Even the very pro-regime host Amr Adib got angry on his show: “At least let the Egyptians on vacation withdraw money for their taxi back! “.

But Cairo is taken by the throat: it has only $33.5 billion in reserves compared to 41 in February – including 28 in the form of deposits from Gulf allies – and its external debt has more than tripled in 10 years. at 150 billion euros (173 billion CAD.

“Don’t Get Involved”

Egypt has devalued its currency by 57%, but remains one of the five countries most at risk of not repaying its foreign debt according to Moody’s.

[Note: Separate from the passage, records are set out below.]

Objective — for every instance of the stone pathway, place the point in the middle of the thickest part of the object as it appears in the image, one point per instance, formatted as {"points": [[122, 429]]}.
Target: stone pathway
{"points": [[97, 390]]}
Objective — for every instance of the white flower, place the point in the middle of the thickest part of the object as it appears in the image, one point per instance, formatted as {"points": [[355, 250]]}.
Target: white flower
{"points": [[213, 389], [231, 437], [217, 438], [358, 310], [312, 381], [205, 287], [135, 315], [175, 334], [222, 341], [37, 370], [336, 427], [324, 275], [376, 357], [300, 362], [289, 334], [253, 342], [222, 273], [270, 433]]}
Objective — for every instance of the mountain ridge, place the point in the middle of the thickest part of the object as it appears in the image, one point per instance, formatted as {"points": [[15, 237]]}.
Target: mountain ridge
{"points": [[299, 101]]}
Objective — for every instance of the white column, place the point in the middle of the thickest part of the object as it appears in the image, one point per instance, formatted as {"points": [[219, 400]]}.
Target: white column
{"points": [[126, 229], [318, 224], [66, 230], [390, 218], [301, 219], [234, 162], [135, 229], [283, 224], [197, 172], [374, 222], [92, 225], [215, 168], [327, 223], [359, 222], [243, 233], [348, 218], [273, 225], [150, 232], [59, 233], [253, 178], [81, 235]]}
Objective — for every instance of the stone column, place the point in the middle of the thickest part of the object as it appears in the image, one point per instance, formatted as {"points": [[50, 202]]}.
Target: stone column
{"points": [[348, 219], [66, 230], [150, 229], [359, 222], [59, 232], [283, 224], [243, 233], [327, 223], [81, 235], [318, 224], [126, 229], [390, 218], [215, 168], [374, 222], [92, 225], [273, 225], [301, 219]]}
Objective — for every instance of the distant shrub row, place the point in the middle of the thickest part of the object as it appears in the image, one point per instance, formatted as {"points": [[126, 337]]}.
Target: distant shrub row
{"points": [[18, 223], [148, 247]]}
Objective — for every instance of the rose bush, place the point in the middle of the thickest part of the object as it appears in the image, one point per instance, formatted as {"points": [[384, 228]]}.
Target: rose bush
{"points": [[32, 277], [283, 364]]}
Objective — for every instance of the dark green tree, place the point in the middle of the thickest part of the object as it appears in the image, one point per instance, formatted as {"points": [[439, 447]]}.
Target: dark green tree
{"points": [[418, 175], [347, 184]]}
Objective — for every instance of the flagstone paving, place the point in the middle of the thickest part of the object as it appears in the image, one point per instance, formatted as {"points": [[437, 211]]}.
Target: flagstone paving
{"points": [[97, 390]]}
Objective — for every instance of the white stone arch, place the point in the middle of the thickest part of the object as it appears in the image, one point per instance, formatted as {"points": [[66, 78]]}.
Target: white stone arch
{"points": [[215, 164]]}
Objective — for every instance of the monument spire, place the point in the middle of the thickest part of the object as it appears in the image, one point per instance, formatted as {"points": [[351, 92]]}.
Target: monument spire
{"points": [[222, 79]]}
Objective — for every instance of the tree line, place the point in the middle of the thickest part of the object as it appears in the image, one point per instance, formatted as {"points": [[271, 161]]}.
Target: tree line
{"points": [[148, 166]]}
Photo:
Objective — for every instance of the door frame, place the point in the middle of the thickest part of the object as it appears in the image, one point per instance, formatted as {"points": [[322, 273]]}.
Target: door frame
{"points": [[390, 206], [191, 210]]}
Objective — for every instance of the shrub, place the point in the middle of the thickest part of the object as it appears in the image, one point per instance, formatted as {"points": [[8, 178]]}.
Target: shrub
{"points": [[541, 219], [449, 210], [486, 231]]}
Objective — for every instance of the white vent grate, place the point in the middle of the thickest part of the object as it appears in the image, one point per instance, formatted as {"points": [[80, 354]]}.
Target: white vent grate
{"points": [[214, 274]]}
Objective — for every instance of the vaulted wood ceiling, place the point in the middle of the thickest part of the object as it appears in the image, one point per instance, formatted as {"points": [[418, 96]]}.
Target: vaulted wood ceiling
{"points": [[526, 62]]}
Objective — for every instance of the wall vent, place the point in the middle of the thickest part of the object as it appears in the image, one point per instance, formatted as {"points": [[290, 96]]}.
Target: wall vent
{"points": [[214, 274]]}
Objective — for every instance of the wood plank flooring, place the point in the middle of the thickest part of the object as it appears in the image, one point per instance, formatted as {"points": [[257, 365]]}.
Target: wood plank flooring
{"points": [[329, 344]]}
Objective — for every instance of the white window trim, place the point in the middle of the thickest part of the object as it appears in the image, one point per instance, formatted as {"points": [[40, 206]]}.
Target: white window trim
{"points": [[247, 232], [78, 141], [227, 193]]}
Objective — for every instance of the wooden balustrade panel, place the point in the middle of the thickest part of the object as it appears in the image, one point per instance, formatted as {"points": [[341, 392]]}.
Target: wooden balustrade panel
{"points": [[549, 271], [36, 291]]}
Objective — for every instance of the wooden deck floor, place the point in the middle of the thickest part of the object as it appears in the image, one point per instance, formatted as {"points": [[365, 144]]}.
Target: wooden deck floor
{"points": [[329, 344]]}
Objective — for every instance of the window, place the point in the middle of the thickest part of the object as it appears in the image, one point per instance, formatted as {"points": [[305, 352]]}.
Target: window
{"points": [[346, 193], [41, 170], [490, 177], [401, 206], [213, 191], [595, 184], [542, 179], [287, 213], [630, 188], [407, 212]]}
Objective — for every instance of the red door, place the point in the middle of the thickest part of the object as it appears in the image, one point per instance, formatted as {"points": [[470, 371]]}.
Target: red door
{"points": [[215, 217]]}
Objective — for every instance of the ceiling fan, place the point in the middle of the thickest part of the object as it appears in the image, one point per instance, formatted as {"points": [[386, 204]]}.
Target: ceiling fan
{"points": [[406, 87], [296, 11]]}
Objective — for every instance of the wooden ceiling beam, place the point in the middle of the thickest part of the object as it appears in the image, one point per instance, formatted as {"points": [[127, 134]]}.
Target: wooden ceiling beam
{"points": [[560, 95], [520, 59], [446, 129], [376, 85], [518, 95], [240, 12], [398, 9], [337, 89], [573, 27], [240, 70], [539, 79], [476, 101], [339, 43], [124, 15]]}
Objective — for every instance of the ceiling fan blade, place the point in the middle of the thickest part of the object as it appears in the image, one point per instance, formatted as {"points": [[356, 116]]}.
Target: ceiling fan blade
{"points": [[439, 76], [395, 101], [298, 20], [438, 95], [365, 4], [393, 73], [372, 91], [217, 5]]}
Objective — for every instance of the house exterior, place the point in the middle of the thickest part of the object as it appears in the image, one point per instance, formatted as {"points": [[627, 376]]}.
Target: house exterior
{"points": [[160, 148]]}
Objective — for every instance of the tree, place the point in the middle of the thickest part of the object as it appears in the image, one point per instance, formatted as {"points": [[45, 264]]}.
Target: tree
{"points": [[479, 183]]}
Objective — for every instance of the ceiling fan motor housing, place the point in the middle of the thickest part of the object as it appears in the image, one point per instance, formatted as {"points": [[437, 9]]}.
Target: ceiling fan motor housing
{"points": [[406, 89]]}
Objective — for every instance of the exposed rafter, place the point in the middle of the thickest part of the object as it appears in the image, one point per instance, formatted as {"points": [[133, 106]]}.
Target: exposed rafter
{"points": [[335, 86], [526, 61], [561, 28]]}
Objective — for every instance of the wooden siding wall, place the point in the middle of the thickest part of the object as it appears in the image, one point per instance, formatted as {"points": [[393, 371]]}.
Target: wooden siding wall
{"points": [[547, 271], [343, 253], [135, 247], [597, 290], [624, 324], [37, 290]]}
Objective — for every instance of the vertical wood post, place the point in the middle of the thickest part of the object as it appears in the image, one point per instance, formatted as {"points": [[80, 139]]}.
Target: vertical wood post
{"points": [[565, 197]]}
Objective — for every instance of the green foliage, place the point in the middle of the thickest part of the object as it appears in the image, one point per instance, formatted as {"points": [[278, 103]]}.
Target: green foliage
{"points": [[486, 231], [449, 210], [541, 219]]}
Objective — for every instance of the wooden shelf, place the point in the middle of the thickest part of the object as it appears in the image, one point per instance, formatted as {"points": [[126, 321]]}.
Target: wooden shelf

And the three billion dollars of the new IMF loan weigh little: the debt service alone for 2022-2023 amounts to 42 billion.

The Minister of Transport has proposed a solution: make tourists pay for the train in dollars.

“I need dollars to pay for imported trains. It suits the tourists and me too ”, explained recently Kamel al-Wazir.

But to release more money, the State wants to privatize all over the place. So much so that public opinion is worried that Egypt will lose its sovereignty over its jewel: the Suez Canal.

It is “not for sale” hammered the regime, but President Abdel Fattah al-Sissi, he would like to dip into his income – to create a fund that he will manage himself.

“Money, I know how to manage it, don’t get involved,” he said recently.

For Stephan Roll, of the German Institute for International and Security Affairs, Egypt is going into debt to “consolidate (its) authoritarian regime”.

“The army, on which Mr. Sissi relies, is the first beneficiary: external indebtedness protects his income and his property and finances megaprojects which bring him big” since most of the major works are entrusted to military engineering, adds he.

Far from new towns and gleaming electric trains, Rehab just wanted to buy her daughter a coat for the winter.

“But at 1000 pounds, I had to give up,” she says, her eyes misty.